A Game of Thrones – George R. R. Martin

Will this even be a book review? Perhaps not. Context and metatext is important to how one reads, and this book is stained by the metatext of HBO’s hit TV show. No reasonable review of this book can begin without the declaration that I have not been living under a rock for the past decade, and I did see HBO’s hit TV show. Yes, it will impact this review, though right here at the beginning I am not sure how. This is exactly the kind of review I dread writing, not because of any characteristic about the book itself, but also because at this point the discourse is so damn saturated I have no idea what to say about the book at all that hasn’t already been talked about. It’s buying a gift for the man who owns the world. My blog posts tend to follow a formula, and the next step of it would be to write a synopsis. But what really is there to say?:

Yadda yadda yadda war of the roses yadda yadda yadda soft intro into fantasy yadda yadda yadda viewpoint characters yadda yadda yadda kills off your darlings yadda yadda yadda standard intrigue.

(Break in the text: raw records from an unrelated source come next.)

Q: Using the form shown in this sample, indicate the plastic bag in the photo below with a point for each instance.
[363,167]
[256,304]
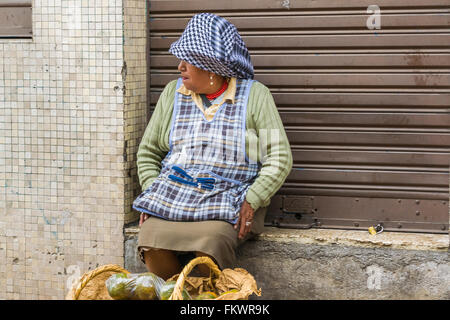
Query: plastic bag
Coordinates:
[137,286]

How much of that can you actually say you’ve not heard before? So let’s forgo all that shit and talk about something else.

Metatext is really the key word to describe my reading. But this novel was a metatext to the TV show. That’s just the unfortunate order of operation here. That wasn’t any kind of problem here, just a declaration that a lot of the work of interpretation had been done for me. I heard the various actors of the TV show speak when the characters did, their tones, their cadence, their delivery. It really felt inescapable, and kind of gave a strange feeling to the reading experience, one of not being altogether my own experience. In a respect it wasn’t.

I had an uncle who used to complain that Victor Hugo was paid by the word. It was for him a slight dig at that author. My and said uncle are of two very different generations, and to his witticism my generation would reply “THAT’S NOT A BUG, IT’S A FEATURE.” I really didn’t mind the length. During the course of my reading this over 2021 I was largely very busy, and I chipped away with this chapter a day until there was nothing left. The viewpoint style made this pretty easy to do without it being jarring. I, for the most part enjoyed how overly detailed this was. Some chapters were more of a slog than others, but I came here for these details. I watched the TV and at some point said ‘what’s the deal with those little green fuckers in the woods? Am I going to get a backstory?’ There wasn’t and now I have come to these books to hunt down answers my damn self.

The viewpoint style may be a bit of a cheat. With a story this damned long, it is pretty easy to forget the minor details, and forgoing omniscience allows for a person to write off where the seams of the story don’t evenly meet. “Is X saying something differently from how it happened 20 chapters and 400 pages ago? Well, that’s just their subjective experience of it!” It’s a dodge, but it is an artful dodge. It feels nice.

If fantasy is a drug, this is the gateway. I really am thinking about harder drugs now. What I cannot answer is whether this should be credited to the author or to HBO’s ensemble. I’ll actually kick a bit of money for an actual dead tree book of one of the coming sequels, so Martin should be happy enough. I wanted to continue with this and that is success enough when it comes to books, right? I might even try to read Mistborn again, or some shit.

Frankly, I have no idea. And I am happy this way.